Homopolymer repeat with indel
Navigate to position “chr21:19,518,412-19,518,497”
- Group alignments by “read strand”
- Center on the second “T”, and Sort alignments by “base” on the forward strand reads
- center on the one base deletion, and Sort alignments by “base” on the reverse strand reads
Notes:
- The alt allele is either a deletion or insertion of one or two “T”s
- The remaining bases are mismatched, because the alignment is now out of sync
- (Using an older version of dbSNP (1.3.1) the entry at this location (rs74604068) is an A->T, and in all likelihood an artifact i.e. the common variants included some cases that are actually common misalignments caused by repeats. This is getting better; this entry is not present anymore in dbSNP 1.4.7!)
Coverage by GC
Navigate to position “chr21:19,611,925-19,631,555”
Note that the range contains areas where coverage drops to zero in a few places.
- use Collapsed view
- Color alignments by “insert size”
- load GC track (if not loaded already)
- see concordance of coverage with GC content
Question:
- Why are there blue and red reads throughout the alignments?
Heterozygous SNPs on different alleles
Navigate to region “chr21:19,666,833-19,667,007”
- sort by base
Note:
- Linkage between alleles is obvious in this case because both are spanned by the same reads
Low mapping quality
Navigate to region “chr21:19,800,320-19,818,162”
- use Collapsed view
- load repeat track
Notes:
- Mapping quality plunges in all reads (white instead of grey). Once we load repeat elements, we see that
- : there are two LINE elements that cause this.
Homozygous deletion
Navigate to region “chr21:19,324,469-19,331,468”

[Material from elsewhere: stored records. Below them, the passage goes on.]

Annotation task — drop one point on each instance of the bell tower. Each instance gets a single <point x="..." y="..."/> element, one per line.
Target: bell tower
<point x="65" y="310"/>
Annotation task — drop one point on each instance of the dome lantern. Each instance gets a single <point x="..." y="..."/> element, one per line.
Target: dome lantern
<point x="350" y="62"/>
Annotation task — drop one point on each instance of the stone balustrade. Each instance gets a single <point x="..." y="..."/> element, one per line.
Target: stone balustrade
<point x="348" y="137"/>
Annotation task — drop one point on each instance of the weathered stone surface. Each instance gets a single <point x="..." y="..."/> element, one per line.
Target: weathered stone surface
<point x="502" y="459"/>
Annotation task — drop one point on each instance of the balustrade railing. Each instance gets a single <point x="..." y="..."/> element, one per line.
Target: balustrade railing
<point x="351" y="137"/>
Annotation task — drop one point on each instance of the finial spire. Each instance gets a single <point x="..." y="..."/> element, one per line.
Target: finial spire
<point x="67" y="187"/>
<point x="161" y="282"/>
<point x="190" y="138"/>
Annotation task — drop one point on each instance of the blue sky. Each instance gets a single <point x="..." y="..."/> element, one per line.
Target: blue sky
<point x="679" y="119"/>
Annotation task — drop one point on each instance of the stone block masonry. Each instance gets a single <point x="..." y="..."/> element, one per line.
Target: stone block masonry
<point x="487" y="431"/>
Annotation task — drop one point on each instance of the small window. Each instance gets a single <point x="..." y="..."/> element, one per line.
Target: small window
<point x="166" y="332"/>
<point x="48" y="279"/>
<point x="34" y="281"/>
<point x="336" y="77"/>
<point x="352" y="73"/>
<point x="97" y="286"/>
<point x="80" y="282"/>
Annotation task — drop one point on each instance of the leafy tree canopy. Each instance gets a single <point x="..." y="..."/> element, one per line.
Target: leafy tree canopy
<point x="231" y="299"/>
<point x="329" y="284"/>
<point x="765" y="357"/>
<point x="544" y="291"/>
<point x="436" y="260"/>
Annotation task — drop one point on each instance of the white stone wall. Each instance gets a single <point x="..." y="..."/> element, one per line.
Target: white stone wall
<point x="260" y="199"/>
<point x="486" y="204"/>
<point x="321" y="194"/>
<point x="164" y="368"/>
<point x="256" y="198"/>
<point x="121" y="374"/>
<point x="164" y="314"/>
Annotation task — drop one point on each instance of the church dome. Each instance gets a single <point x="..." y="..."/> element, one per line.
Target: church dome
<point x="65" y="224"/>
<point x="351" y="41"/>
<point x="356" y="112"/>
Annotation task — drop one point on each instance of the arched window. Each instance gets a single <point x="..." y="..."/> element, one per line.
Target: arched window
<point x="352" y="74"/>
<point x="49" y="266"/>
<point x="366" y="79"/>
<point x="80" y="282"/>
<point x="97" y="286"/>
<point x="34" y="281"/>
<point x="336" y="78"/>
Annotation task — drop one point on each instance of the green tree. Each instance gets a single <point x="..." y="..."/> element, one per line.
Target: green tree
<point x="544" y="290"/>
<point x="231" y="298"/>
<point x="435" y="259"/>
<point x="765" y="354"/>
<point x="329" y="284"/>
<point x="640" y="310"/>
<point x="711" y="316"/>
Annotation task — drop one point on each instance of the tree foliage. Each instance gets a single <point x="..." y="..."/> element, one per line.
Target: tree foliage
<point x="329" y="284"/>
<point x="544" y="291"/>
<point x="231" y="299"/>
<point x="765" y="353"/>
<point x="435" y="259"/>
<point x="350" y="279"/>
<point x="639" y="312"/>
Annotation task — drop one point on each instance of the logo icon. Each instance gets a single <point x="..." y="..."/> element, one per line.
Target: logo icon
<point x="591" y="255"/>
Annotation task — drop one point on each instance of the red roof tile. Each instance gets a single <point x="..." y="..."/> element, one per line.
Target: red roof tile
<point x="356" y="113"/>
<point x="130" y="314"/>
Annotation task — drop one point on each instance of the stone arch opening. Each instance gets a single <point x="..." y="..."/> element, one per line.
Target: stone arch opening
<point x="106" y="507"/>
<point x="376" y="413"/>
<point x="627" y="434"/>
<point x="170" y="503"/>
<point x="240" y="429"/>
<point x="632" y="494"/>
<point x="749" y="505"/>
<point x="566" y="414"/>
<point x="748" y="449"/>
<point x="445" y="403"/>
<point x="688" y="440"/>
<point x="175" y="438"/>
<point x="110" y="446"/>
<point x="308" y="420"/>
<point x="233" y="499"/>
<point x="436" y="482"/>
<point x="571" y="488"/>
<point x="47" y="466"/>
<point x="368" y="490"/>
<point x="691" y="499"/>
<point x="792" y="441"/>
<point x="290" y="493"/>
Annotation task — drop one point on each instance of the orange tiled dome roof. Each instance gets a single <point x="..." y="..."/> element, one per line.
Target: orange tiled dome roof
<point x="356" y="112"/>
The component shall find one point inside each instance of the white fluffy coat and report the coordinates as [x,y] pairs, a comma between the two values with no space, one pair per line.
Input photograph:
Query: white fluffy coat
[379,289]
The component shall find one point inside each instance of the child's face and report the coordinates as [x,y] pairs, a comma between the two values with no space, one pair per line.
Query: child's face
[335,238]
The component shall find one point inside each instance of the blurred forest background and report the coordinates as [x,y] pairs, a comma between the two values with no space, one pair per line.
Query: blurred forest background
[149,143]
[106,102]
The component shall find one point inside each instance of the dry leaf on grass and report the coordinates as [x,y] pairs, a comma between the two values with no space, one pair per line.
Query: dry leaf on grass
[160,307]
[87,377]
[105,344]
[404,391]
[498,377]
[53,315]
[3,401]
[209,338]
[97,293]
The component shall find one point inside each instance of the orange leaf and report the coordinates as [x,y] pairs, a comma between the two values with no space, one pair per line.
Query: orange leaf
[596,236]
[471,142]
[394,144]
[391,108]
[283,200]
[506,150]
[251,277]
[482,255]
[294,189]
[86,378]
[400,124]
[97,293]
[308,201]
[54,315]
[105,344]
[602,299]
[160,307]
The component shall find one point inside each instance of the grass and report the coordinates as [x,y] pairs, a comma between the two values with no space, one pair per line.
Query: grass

- sort reads by insert size
- turn on “View as Pairs” and “Expanded” view
- click on a red read pair to pull up information on alignments
Notes:
- Typical insert size of read pair in the vicinity: 350bp
- New insert size of red read pairs: 2,875bp
- This corresponds to a homozygous deletion of 2.5kb
Mis-alignment
Navigate to region “chr21:19,102,154-19,103,108”
- turn on “View as Pairs” and “Expanded” view
- Group alignments by “Pair orientation”
- Color alignments by “Insert size and pair orientation”
Notes:
- This is a position where AluY element causes mis-alignment.
- Misaligned reads have mismatches to the reference and
- Well-aligned reads have partners on other chromosomes where additional AluY elements are encoded.
Translocation
Navigate to region “chr21:19,089,694-19,095,362”
- Expanded view
- Group by “Pair orientation”
- Color alignments by “Insert size and pair orientation”
Notes:
- many reads with mismatches to reference
- read pairs in RL pattern (instead of LR pattern)
- region is flanked by reads with poor mapping quality (white instead of grey)
- presence of reads with pairs on other chromosomes (coloured reads at the bottom when scrolling down)
Optional- Visualization Part 3: Automating Tasks in IGV
We can use the Tools menu to invoke running a batch script. Using a batch script, you can automatically load your data, go to a particular location, set some display options and take a snapshot. This can be useful when you want to inspect many variant calls.
Batch scripts are described on the IGV website: batch file requirements commands recognized in a batch script
We also need to provide sample attribute file as described here
Download the batch script and the attribute file for our dataset:
- batch script: Run_batch_IGV_snapshots_example.txt here
- attribute file: igv_HCC1143_attributes.txt here
After downloading those two files, please update the paths for the bam file and the output directory (indicated as **** in the file) in the batch script to set your “local paths”, with a text editor.
Now run the file from the Tools menu:
Tools -> Run Batch Script
The igv screenshots are in the screenshots output directory you set! Have a look!
You’re done! We hope that you enjoyed the lab and that you continue to enjoy IGV.